In AWS mode, there is 2 phases in the analysis:

  • First data to analyse, design and workflow files are uploaded to your S3 bucket on Amazon Cloud.
  • Then, the cluster in the cloud is created and the "real" analysis starts. Eoulsan on your local computer only wait the end of the analysis. You can quit Eoulsan or shutdown your computer, no data will be lost and analysis will continue on the cloud.

At the end of the analysis, the results files, the logs files (one main and one for each steps) and a copy of the design and the workflow files will be in a new directory in your S3 bucket named like eoulsan-20110310-101235 (the numbers in the directory name after eoulsan are respectively the date and the time of the launch of the analysis). You must manually download these data from S3 to your computer.

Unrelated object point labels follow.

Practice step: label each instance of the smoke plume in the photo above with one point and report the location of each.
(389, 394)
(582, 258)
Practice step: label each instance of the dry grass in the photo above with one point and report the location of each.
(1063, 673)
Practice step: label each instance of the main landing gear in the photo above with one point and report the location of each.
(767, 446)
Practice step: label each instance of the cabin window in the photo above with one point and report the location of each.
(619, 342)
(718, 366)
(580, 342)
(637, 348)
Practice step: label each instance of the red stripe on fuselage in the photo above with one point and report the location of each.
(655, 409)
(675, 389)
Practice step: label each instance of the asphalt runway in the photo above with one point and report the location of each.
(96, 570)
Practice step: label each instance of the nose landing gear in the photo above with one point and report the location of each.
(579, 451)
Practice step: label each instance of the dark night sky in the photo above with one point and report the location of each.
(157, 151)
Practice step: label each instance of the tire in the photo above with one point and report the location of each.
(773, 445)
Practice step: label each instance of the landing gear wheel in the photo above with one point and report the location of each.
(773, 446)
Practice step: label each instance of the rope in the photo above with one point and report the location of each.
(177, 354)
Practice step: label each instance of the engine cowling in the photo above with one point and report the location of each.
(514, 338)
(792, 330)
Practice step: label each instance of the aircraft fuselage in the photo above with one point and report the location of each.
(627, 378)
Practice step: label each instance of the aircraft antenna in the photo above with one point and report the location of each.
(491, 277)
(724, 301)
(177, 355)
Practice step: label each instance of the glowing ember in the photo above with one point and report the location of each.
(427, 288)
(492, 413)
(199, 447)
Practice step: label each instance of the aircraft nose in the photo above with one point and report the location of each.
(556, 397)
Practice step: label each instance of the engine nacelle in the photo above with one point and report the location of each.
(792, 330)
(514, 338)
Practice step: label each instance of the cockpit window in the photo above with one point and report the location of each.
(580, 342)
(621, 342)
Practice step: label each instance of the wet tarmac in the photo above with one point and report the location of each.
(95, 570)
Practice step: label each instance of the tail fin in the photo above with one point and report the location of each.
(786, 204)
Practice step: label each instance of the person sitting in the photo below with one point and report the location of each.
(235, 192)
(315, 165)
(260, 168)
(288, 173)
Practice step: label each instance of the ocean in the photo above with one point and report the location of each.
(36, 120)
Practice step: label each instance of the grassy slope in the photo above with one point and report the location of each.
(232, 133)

To retrieve your data you can use one of the following tools:

  • AWS S3 Console Web interface. Note that with this tool you can not download more than one file at the same time.
  • s3cmd: a command line tool. s3cmd is also available as Debian/Ubuntu package.
  • S3Fox Organizer: a Firefox extension that handle S3 upload and download.
  • Cyberduck: An open source FTP, SFTP, WebDAV, Cloud Files, Google Docs & Amazon S3 Browser for Mac & Windows.